Una tarjeta Wallet puede mostrar un mensaje en el móvil de quien la lleva. Ni SMS, ni correo, ni número que haya que conocer: el mensaje pasa por la propia tarjeta. Es muy práctico, y es justo ahí donde se patina.
El canal no es la cuestión, el contenido sí. «Tu recompensa está lista» habla de la tarjeta que el cliente pidió. «Gran liquidación el sábado» es publicidad. La LSSI habla de correo electrónico y de otros medios de comunicación electrónica equivalentes, así que un aviso promocional se acerca bastante a esa frontera como para tratarlo igual. Y en la práctica, una notificación de más rara vez acaba en denuncia: acaba en tarjeta borrada, que para ti es mucho peor.
El cliente mantiene el control por su lado: puede cortar las notificaciones de esa tarjeta en los ajustes de su móvil, o quitar la tarjeta. Díselo, tranquiliza más de lo que espanta. Por el lado de la herramienta, nuestras condiciones lo dejan claro: el comercio es el único responsable del contenido de las notificaciones que envía.
Es la obligación que más sorprende a los comercios pequeños. Llevar un registro de actividades de tratamiento afecta a cualquier organización, pública o privada, sea cual sea su tamaño, en cuanto trata datos personales. Una tienda de barrio con tarjeta de fidelización está dentro.
Existe un alivio por debajo de 250 empleados: solo hay que incluir los tratamientos que no son ocasionales, los que pueden suponer un riesgo para las personas y los que afectan a categorías especiales de datos. Gestionar una lista de clientes no es ocasional, así que tu fichero de fidelización entra igualmente.
En la práctica es una tabla. Una línea por tratamiento, con su finalidad, las personas afectadas, las categorías de datos, los destinatarios, el plazo de conservación y las medidas de seguridad. La AEPD ofrece Facilita RGPD, una herramienta gratuita pensada para pymes y autónomos con tratamientos de bajo riesgo: un cuestionario de unos veinte minutos que te devuelve el registro de actividades, las cláusulas informativas y los demás documentos mínimos. Nadie te lo va a pedir, hasta el día en que alguien te lo pide.

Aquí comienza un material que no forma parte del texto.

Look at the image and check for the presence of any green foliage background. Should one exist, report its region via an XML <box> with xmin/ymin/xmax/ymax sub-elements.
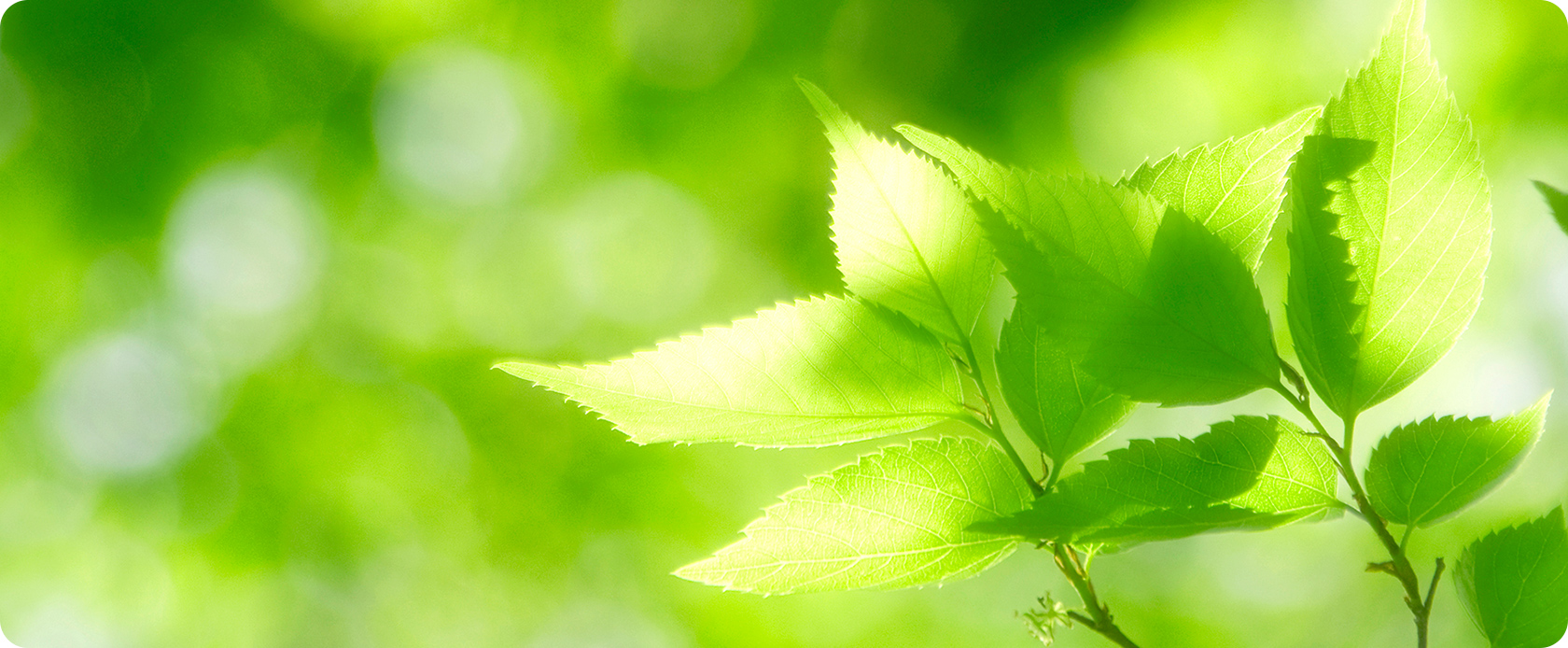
<box><xmin>0</xmin><ymin>0</ymin><xmax>1568</xmax><ymax>648</ymax></box>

El reparto es fácil de recordar. La herramienta aloja, cifra y protege. Tú decides qué recoges, qué cuentas a tus clientes, qué envías y qué conservas. Un programa no puede cumplir en tu lugar, porque la mitad de las decisiones son tuyas.
Lo que hace Digikart por su parte está escrito en la página de privacidad: servidores alojados en Francia con OVH, ningún dato vendido a terceros, ninguna cookie publicitaria ni de rastreo de terceros, contraseñas nunca guardadas en claro, comunicaciones cifradas, copias de seguridad diarias. Un comercio puede eliminar su cuenta y sus datos desde su propio panel. Francia está en la Unión Europea, así que no hay transferencia internacional que justificar.
Lo que te corresponde está en nuestras condiciones, cláusula 8: informar a tus clientes finales del tratamiento de sus datos y recabar los consentimientos necesarios. No es una forma de escurrir el bulto, es la realidad del mostrador. Eres tú quien está delante del cliente, quien elige la recompensa, el mensaje y el plazo. El resto de preguntas prácticas se responden en las preguntas frecuentes.